Dia mengatakan, dalam penyisiran kawasan tersebut pertengahan tahun 2012 silam, mereka menemukan penyebaran pecahan-pecahan keramik kuno yang padat tiap permukaan tanah pada kawasan tersebut.
Muhajir juga menambahkan, selain pecahan keramik, mereka juga menemukan banyaknya komplek-komplek makam masa kesultanan yang telah jatuh ke tambak masyarakat.

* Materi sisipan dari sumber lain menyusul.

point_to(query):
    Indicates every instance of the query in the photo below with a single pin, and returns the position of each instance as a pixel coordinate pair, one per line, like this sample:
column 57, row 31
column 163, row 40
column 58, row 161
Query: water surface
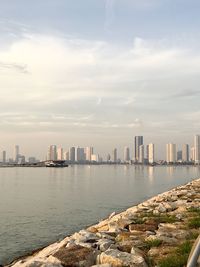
column 41, row 205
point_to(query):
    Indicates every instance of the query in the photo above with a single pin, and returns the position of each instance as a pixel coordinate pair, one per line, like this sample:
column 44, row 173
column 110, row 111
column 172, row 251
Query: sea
column 39, row 206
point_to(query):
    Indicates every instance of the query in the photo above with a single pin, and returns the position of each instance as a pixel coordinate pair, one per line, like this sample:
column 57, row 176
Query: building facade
column 138, row 143
column 197, row 149
column 171, row 156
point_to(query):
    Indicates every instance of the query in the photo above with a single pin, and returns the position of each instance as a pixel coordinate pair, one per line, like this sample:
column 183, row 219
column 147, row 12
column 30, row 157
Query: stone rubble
column 149, row 231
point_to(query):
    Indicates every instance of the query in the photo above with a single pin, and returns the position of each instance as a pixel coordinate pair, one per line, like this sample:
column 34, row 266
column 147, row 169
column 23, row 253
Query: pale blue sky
column 98, row 72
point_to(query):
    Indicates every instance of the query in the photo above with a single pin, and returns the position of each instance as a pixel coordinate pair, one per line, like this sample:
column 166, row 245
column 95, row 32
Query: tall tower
column 185, row 153
column 88, row 153
column 114, row 155
column 4, row 156
column 138, row 143
column 197, row 148
column 126, row 154
column 52, row 153
column 141, row 154
column 171, row 153
column 72, row 154
column 151, row 153
column 16, row 153
column 60, row 153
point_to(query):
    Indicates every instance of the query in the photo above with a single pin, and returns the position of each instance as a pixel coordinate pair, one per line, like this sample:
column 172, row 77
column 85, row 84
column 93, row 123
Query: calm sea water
column 41, row 205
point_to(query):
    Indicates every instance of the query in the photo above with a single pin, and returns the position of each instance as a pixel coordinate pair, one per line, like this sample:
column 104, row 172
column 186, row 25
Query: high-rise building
column 72, row 154
column 185, row 153
column 79, row 154
column 192, row 154
column 16, row 153
column 138, row 143
column 52, row 152
column 151, row 153
column 95, row 158
column 114, row 155
column 141, row 154
column 60, row 153
column 126, row 154
column 179, row 155
column 171, row 153
column 197, row 149
column 66, row 155
column 88, row 153
column 108, row 158
column 4, row 156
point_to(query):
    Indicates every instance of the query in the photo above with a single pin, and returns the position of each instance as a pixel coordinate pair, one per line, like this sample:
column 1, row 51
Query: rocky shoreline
column 158, row 232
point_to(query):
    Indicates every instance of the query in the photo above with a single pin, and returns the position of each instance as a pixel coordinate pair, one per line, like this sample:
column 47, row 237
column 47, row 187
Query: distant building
column 197, row 149
column 72, row 154
column 108, row 158
column 66, row 155
column 151, row 153
column 88, row 153
column 79, row 154
column 32, row 160
column 95, row 158
column 114, row 155
column 138, row 143
column 16, row 153
column 126, row 154
column 21, row 159
column 141, row 154
column 60, row 153
column 192, row 154
column 185, row 153
column 179, row 155
column 171, row 153
column 4, row 156
column 52, row 152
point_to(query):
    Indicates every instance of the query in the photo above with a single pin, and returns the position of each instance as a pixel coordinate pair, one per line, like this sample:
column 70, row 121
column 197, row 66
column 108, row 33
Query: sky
column 98, row 72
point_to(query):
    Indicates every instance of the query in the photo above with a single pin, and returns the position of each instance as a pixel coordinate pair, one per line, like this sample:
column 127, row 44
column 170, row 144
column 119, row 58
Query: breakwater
column 156, row 232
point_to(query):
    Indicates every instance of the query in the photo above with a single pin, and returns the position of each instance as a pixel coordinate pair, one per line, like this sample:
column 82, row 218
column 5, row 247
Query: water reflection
column 70, row 198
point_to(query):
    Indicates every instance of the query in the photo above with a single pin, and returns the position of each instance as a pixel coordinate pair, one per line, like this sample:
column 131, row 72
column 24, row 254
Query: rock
column 102, row 265
column 76, row 256
column 92, row 229
column 161, row 208
column 114, row 227
column 125, row 246
column 84, row 236
column 122, row 223
column 104, row 244
column 39, row 262
column 105, row 235
column 120, row 259
column 156, row 212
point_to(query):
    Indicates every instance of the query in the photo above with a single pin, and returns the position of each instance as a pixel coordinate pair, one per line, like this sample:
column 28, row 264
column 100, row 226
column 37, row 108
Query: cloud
column 74, row 82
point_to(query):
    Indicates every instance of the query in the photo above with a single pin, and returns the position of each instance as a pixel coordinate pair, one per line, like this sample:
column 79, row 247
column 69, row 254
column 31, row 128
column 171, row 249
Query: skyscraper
column 79, row 154
column 60, row 153
column 126, row 154
column 88, row 153
column 4, row 156
column 151, row 153
column 171, row 153
column 197, row 149
column 185, row 153
column 52, row 152
column 141, row 154
column 16, row 153
column 72, row 154
column 138, row 143
column 114, row 155
column 192, row 154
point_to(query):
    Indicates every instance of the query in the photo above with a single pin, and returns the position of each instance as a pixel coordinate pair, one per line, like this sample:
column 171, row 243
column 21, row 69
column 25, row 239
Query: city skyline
column 139, row 151
column 97, row 72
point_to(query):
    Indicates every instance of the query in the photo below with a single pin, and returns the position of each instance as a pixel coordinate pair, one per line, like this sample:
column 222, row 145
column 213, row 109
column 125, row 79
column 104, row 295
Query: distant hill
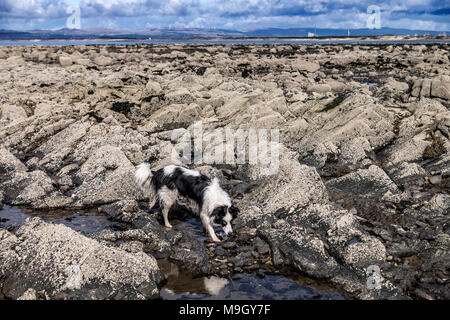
column 189, row 33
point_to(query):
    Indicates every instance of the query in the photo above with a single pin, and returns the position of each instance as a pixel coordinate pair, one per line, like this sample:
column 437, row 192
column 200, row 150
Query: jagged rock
column 153, row 88
column 65, row 61
column 302, row 65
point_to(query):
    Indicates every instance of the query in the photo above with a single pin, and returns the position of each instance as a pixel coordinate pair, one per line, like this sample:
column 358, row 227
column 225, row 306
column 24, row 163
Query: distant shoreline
column 244, row 40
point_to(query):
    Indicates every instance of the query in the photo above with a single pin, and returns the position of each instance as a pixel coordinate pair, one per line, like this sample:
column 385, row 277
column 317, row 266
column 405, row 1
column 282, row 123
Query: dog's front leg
column 206, row 223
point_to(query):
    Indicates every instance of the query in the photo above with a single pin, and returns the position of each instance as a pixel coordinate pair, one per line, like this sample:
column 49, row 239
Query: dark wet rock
column 261, row 246
column 67, row 265
column 190, row 254
column 241, row 259
column 371, row 182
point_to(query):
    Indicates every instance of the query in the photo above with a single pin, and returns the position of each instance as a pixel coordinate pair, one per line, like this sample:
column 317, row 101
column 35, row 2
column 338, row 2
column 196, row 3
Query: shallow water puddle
column 84, row 222
column 183, row 285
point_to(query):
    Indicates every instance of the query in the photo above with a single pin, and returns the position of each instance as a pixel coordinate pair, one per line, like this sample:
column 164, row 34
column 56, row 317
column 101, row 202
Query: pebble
column 229, row 245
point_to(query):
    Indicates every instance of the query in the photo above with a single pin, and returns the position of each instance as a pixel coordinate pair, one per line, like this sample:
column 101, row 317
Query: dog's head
column 223, row 215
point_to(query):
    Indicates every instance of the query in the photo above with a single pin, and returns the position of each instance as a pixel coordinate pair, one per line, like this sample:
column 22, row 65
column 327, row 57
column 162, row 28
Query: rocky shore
column 363, row 175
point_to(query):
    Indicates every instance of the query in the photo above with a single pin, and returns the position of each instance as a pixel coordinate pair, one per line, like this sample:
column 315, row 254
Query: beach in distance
column 350, row 199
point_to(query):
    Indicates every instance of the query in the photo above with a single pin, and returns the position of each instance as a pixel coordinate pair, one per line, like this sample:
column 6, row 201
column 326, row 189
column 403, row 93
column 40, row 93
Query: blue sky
column 234, row 14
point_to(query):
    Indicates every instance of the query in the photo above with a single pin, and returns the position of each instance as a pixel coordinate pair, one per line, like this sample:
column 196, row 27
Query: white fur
column 215, row 196
column 171, row 168
column 143, row 177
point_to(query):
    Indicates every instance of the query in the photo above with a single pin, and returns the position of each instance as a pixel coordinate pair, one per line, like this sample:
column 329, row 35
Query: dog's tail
column 144, row 179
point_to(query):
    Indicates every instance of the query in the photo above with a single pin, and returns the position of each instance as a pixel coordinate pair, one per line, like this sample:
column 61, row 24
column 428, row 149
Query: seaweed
column 435, row 149
column 122, row 107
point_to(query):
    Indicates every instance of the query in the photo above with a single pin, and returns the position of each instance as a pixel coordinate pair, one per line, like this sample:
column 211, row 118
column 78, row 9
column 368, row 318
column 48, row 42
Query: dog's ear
column 234, row 210
column 218, row 214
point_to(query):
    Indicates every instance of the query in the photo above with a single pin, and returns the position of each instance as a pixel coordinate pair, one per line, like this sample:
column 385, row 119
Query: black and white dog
column 210, row 201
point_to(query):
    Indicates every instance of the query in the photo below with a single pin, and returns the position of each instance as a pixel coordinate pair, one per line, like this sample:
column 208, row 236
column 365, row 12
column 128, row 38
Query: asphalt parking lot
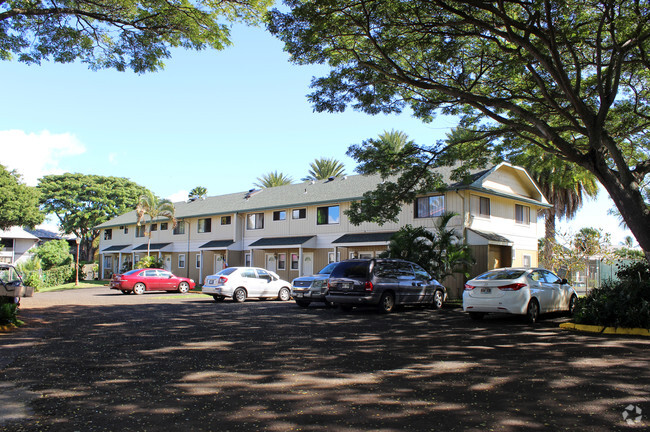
column 97, row 360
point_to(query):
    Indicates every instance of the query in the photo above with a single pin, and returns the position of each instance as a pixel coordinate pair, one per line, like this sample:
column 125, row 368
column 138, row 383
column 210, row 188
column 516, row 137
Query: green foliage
column 324, row 168
column 81, row 202
column 150, row 261
column 441, row 252
column 8, row 312
column 54, row 253
column 18, row 202
column 273, row 179
column 518, row 74
column 118, row 34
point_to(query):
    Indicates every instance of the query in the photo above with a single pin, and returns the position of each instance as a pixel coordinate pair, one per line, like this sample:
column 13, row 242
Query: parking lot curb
column 606, row 330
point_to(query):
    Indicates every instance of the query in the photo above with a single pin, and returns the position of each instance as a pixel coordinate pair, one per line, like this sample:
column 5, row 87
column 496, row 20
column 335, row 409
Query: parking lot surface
column 97, row 360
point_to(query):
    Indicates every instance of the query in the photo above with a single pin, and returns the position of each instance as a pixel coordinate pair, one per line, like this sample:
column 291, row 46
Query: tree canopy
column 18, row 202
column 118, row 34
column 569, row 77
column 81, row 202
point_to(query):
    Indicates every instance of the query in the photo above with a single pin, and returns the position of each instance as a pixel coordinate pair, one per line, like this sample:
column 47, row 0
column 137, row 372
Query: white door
column 218, row 263
column 270, row 262
column 308, row 263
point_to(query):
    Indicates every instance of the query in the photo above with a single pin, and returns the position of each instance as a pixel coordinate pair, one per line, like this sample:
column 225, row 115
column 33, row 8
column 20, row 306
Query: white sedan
column 241, row 283
column 522, row 291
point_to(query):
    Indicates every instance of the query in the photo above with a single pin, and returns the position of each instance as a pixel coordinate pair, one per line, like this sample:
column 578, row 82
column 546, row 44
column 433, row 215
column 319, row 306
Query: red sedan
column 141, row 280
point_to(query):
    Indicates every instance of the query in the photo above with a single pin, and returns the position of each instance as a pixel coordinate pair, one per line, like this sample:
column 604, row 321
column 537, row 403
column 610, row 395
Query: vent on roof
column 252, row 192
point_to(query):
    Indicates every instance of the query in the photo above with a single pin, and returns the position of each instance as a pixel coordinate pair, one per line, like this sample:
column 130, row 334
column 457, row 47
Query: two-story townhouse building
column 296, row 229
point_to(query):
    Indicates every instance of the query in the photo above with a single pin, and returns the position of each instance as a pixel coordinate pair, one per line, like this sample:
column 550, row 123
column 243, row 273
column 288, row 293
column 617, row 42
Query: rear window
column 501, row 275
column 351, row 270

“Pertengahan tahun 2012 pun, kami juga menemukan komplek-komplek makam kesultanan yang telah jatuh ke dalam tambak. Bahkan salah satu tim kami, Mizuar dimimpikan adanya sebuah makam seorang tokoh besar,” jelasnya.

Dia mengatakan Makam tokoh tersebut merupakan Syekh Tuan Kamil yang tarikh wafatnya tahun 930 H/1524 M. Beliau merupakan seorang Ulama besar (pembesar negeri) yang hidup pada masa Sultan Ali Mughayyat Syah. 

“Tokoh nama besar itu kami tahu setelah inskripsi pada nisan tersebut dibacakan oleh Tgk Taqiyuddin Muhammad, Lc yang merupakan peneliti Sejarah Islam Aceh dan juga Epigraf lulusan Al-Azhar Kairo,” kata Muhajir.

Karena itu Masyarakat Peduli Sejarah Aceh (Mapesa) mendesak Pemerintah Kota Banda Aceh untuk segera membentuk tim tanggap darurat penyelamatan kawasan sejarah di Gampong Pande.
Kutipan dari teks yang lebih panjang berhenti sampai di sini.